收銀台前的男生白色棒球帽帽簷壓得很低。似是感應到什麼,他忽然偏頭朝這邊看來,江季臻隔著老遠都能看清他眼尾的弧度和根根纖長分明的下睫毛。

兩人隔著幾排貨架對視,誰都不願甘拜下風。

打響的下課鈴傳來心動的訊號。

江季臻先行敗下陣來,他垂下頭低低地笑起來。

好像還真挺好看的。

江季臻走到收銀台前邊,把冰水遞給冷白皮。對麵人左手接過,右手抬起條碼槍掃描。江季臻低頭,看到那人骨節分明的手。手背上的青筋因為使著勁兒而略微突起,他的每一個指關節都透著淡淡的粉。

春天的櫻花酒不合時宜地冒著氣泡。

空白的音符在跳躍,江季臻有些微怔,視聽二覺不能同時兼顧。

等付完錢走到教學樓底,愣腦瓜才徹底回神。靈魂塞回腦袋的那一刻,江季臻踹了一腳側前邊的宋翊,把手裡的水給他,“拿著。”

“哎,臻哥你去哪啊?”

江季臻正往回走,隻留了個背影給宋翊,他瀟灑擺手,“累了,晚自習不想上了。”

“準備九點半咯,小顧你早點回去休息吧。

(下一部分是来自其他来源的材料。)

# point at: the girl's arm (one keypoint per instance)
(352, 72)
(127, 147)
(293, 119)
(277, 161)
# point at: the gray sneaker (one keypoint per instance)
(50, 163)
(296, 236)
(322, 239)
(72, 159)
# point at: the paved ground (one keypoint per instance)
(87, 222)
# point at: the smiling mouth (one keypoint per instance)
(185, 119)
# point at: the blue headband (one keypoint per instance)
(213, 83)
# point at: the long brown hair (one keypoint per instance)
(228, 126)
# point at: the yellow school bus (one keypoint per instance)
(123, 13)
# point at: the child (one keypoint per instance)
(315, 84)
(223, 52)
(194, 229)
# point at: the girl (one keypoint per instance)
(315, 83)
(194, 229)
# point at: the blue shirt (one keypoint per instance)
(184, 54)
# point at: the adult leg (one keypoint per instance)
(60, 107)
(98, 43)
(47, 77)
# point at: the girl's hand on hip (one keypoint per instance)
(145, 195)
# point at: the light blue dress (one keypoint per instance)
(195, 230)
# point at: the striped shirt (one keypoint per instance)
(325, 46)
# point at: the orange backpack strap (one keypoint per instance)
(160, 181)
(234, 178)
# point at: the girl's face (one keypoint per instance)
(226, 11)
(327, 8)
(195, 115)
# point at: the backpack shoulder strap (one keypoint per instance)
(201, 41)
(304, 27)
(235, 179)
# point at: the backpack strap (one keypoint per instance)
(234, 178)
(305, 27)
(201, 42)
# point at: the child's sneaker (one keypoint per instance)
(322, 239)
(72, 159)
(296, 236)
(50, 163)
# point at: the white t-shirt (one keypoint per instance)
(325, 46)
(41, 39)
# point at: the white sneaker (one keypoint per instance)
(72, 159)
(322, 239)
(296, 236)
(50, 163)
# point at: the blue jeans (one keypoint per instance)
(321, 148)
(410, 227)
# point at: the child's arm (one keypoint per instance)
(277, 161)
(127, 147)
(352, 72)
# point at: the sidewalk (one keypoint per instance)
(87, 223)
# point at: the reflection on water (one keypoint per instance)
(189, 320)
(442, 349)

”

顧子言聞言抬手看了眼手表,“行,”

他摘下棒球帽放在台子上準備脫罩衫,雙手繞到身後去解印有超市logo的圍裙。

他頓住。

好像..打結了。

顧子言探身看向幾個阿姨剛才整理的幾個貨架。

人呢?…都哪去了。

他探著身子微微張著嘴,正猶豫著要不要試探著叫一聲,斜後方超市拉了一半的卷鐵門外忽然傳來幾聲響動。

顧子言聞聲回頭。

心頭莫名一陣悸動。

身後卻空無一人,隻有一隻橘黃色的小野貓和他大眼瞪小眼。

一貓一人之間氣氛多少有點尷尬。

顧子言歎了口氣,穿上外套,拉鏈直抵下巴,把內裡的罩衫擋的嚴嚴實實。

顧子言挎上包,一腳踏進夜色濃厚的漆黑中。

手機微弱的亮光照著少年的臉龐。

顧子言站在馬路一旁的晦暗處,重新約了幾次也沒有司機願意接單。

“這塊區域這個點很難叫得到車。” 聲音從身後響起,顧子言回過頭,正正對上江季臻調笑般略微輕浮的眸子。他叉著手挨在校門的石柱邊,寬肩窄腰彎嘴一笑,光是往那一站就讓人心悅不已。

他朝他走近。

兩人身高體型相差無幾,不遠處的路燈打下光來,竟將兩人的身影熔在一起。

鼻尖與鼻尖距離逐漸逼近。

隱約能聞見對方身上新洗浴過的草木香。

“你把它落下了。”

江季臻抬起手臂,將帽子戴在顧子言頭上。

他湊得那樣近。餘光中他的下頜線流暢而誘人,凸起的喉結因為說話而上下滾動。

暖氣呼到臉頰上,顧子言如同與美杜莎一眼定情的敗將,又如同一瞬輸光了所有、目光呆滯的賭徒,是塊動彈不得的橡皮泥,不甘心地瞪著眼慢慢窒息。

“我送你吧。”

鬼使神差地。

“好。”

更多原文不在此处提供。